Ülkemize ilişkin kararların GKRY tarafından kabul edilip edilmemesinin kıymeti yoktur!

Ülkemize ilişkin kararların Güney Kıbrıs Rum Yönetimi tarafından kabul edilip edilmemesinin kıymeti yoktur!

Dışişleri Bakanı Tahsin Ertuğruloğlu’nun, GKRY Dışişleri Bakanı Kasulidis’in Rum kesiminde yerleşik Büyükelçilere gönderdiği mektup hakkındaki açıklaması:
 
 “Dış politikamız ve ülkemize ilişkin kararların Güney Kıbrıs Rum Yönetimi tarafından kabul edilip edilmemesinin kıymeti harbiyesi yoktur”
 
 
Güney Kıbrıs Rum Yönetimi (GKRY) Dışişleri Bakanı Yannis Kasulidis’in Rum kesiminde yerleşik Büyükelçilere bir mektup gönderdiği Rum basınında yer almıştır.
 
Rum tarafının, Kuzey Kıbrıs Türk Cumhuriyeti ve Türkiye’nin, Devletimizin uluslararası toplum içerisindeki haklı yerini almasına yönelik çabalarını engellemek ve kendi teşvikiyle Kıbrıs Türk halkına uygulanan insanlık dışı izolasyonun devamını sağlamaktan başka bir amacı olmadığı Kasulidis’in mektubuyla bir kez daha teyit edilmiştir.

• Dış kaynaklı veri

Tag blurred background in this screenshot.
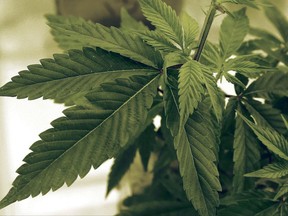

Kıbrıs meselesi Türk tarafı için bir hak ve hukuk davasıdır. Bu anlayışla, Kuzey Kıbrıs Türk Cumhuriyeti ve Türkiye Cumhuriyeti Ada’daki gerçeklere uygun yeni bir politika belirlemiştir.
 
Kasulidis, Birleşmiş Milletler (BM) ve Kuzey Kıbrıs Türk Cumhuriyeti arasında varılması muhtemel bir anlaşmayı kabul etmeyeceklerini de belirtmektedir. Dış politikamız ve ülkemize ilişkin kararların Güney Kıbrıs Rum Yönetimi tarafından kabul edilip edilmemesinin kıymeti harbiyesi yoktur.
 
Birleşmiş Milletler Barış Gücü’nün (BMBG) topraklarımızdaki mevcudiyeti ve faaliyetlerini sürdürmesi, iki taraf arasında kabul edilebilecek yasal bir düzenlemenin sonuçlandırılmasıyla mümkün olabilecektir.
 
KKTC, BMBG’nin ülkemizdeki faaliyetlerini, Devletimizin iyi niyeti çerçevesinde yürütebildiğini, ancak bu konuda bir anlaşmaya ihtiyaç olduğunu, BM Sekreteryası başta olmak üzere ilgili tüm BM kurumları nezdinde hem yazılı hem sözlü defaatle kayda geçirmiştir.
KKTC, BMBG’nin ülkemizdeki mevcudiyetini ve faaliyetlerini iyi niyetimize dayalı mevcut düzenlemeyle yürütemeyeceğine ve zaman kaybedilmeksizin bir anlaşma üzerinde mutabık kalınmasının şart olduğuna inanmaktadır.
 
Bu hususta geriye dönülemez bir kararlılık içerisinde olduğumuzu yinelemek isteriz.
KKTC ve BM arasında iki tarafın da kabul edebileceği bir anlaşma için Bakanlığımız yapıcı davranmaya devam etmektedir. BM’nin, her zamankinden farklı olarak, yapıcı ve gerçekleri dikkate alan bir yaklaşım benimsemesi önem arz etmektedir.
 
Samimi ve yapıcı tavrımıza rağmen, BM’nin Adadaki gerçeklerden kopuk yaklaşım sergilemeye devam etmesi ve bu nedenle bir anlaşmaya varılmasının mümkün olmaması halinde, daha önceden de ifade ettiğimiz üzere, tüm seçenekleri gözden geçirmekten ve gerekli adımları atmaktan başka bir seçeneğimiz kalmayacaktır.